The fight quickly spilled over into the political sphere. In September 2004, Mario Dumont’s ADQ won a by-election in the riding of Vanier, in Lower Town Quebec City, clearly positioning itself as the defender of Radio X and freedom of expression during the campaign.

At the time, sociologist Simon Langlois took a closer look at the pro-CHOI movement that had taken hold in the region. This professor at Laval University saw it as a broader expression of the malaise of a ” lower middle class “, essentially masculine, haunted by the threat of downgrading. An analysis that was widely made ten years later to explain the election of Donald Trump and the rise of far-right parties in Europe.

Yes, there were a lot of Radio X listeners who came out to march. But there were also a lot of people who cared about freedom of speech, who didn’t necessarily listen to Radio X.

“Many people today aspire to be part of the middle class. But a good portion of it has difficulty maintaining a standard of living that truly allows them to be part of it. That was true at the time and it is probably even more true today with inflation. Political movements and right-wing media, like Radio X, are the only ones trying to provide answers to their fears. We have the feeling that the left has somewhat neglected their concerns in favor of more identity-based issues,” summarizes Simon Langlois, who is now retired.

Sophie Chiasson, a turning point

Ultimately, CHOI will remain on the air. After the CRTC decision, the station had managed to obtain a reprieve that allowed it to continue its operations. Its survival was ensured following its acquisition in 2006 by the Radio Nord group.

When the new owners took control, Jeff Fillion had already been gone for a year. The host had left CHOI in March 2005, in the midst of the highly publicized legal battle between him and Sophie Chiasson. On several occasions, Jeff Fillion had allowed himself to make disparaging remarks on air about this young weather presenter, stating among other things that the size of her brain was “inversely proportional” to the size of her breasts. Patrice Demers, Jeff Fillion and his co-hosts were ordered to pay $300,000 at the end of this case.

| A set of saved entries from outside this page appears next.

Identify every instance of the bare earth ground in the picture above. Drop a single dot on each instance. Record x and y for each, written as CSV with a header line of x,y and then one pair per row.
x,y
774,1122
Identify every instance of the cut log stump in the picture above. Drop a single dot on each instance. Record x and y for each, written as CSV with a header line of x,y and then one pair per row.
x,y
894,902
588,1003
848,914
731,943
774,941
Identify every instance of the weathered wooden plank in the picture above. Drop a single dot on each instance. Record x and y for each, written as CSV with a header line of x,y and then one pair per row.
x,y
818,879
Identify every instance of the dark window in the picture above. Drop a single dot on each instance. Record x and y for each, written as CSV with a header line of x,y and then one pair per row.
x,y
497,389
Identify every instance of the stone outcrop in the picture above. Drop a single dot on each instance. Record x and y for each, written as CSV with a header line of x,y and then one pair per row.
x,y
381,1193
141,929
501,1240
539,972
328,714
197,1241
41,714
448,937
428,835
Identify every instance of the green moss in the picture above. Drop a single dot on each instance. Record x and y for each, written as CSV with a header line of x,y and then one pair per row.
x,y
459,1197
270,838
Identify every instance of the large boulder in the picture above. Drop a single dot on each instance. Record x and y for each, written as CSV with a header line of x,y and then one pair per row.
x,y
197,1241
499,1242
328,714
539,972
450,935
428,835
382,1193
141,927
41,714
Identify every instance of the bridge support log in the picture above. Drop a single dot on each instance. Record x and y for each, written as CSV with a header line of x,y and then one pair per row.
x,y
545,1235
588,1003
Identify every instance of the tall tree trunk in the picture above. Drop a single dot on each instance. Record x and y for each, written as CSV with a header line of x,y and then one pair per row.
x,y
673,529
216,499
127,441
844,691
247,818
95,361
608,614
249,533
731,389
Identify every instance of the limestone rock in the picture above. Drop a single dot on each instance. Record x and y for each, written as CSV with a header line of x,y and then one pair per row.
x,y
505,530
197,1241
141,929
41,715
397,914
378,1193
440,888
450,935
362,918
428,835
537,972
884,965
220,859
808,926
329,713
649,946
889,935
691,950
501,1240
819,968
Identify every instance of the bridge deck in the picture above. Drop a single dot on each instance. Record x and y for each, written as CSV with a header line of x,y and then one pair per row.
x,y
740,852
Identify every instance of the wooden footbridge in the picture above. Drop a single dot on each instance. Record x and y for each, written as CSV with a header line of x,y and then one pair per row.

“Rather than settling amicably like everyone else who was attacked by Radio X did, Sophie Chiasson persisted and went to trial. Seeing this young woman, who had done nothing wrong, being gratuitously insulted in this way alerted public opinion to the excesses of this radio station. For CHOI, it was the last straw at a time when things were already getting complicated with the CRTC,” observes Claude Thibodeau, who was morning man and shareholder of the rival station, FM93.

Twenty years later, Radio X continues to be the black sheep of the media world. The station was once again in the hot seat during the pandemic because its presenters were challenging health measures and giving a voice to some anti-vaccine figures. “Controversy soft “, judges Claude Thibodeau, who notes that the comments currently being made on this channel are not comparable to what Jeff Fillion was able to say at the end of the 1990s and the beginning of the 2000s. There will have been a before and an “after Sophie Chiasson” in the radio world in Quebec, particularly with regard to personal attacks, he adds.

Jeff Fillion, who did not respond to our interview request, has acknowledged several times since that he went too far at the time. While he remains a controversial figure, he maintains that he does a different style of radio today. After returning to CHOI between 2016 and 2022, he now devotes himself to hosting his web radio, Radio pirate.